Source: "Das Fussball-Jahresjournal", an annual publication on football in Schwaben, author: Schwäbischer Fussball Verband (Schwaben FA)

In the early 2000s, the leagues in Bavaria below and including what is now the Kreisklasse changed their names:
- The A-Klasse became the Kreisliga
- The B-Klasse became the Kreisklasse
- The C-Klasse became the A-Klasse
- This was done to bring the system in line with the other German leagues. Only the new names were used in this list.

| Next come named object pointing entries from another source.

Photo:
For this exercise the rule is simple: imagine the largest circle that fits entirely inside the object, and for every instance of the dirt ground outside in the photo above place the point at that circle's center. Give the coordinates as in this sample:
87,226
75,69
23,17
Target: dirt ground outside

- With the introduction of the Bezirksoberligas in 1988 as the new fifth tier, below the Landesligas, all leagues below dropped one tier. With the introduction of the Regionalligas in 1994 and the 3. Liga in 2008 as the new third tier, below the 2. Bundesliga, all leagues below dropped one tier. With the establishment of the Regionalliga Bayern as the new fourth tier in Bavaria in 2012 the Bayernliga was split into a northern and a southern division, the number of Landesligas expanded from three to five and the Bezirksoberligas abolished. All leagues from the Bezirksligas onwards were elevated one tier.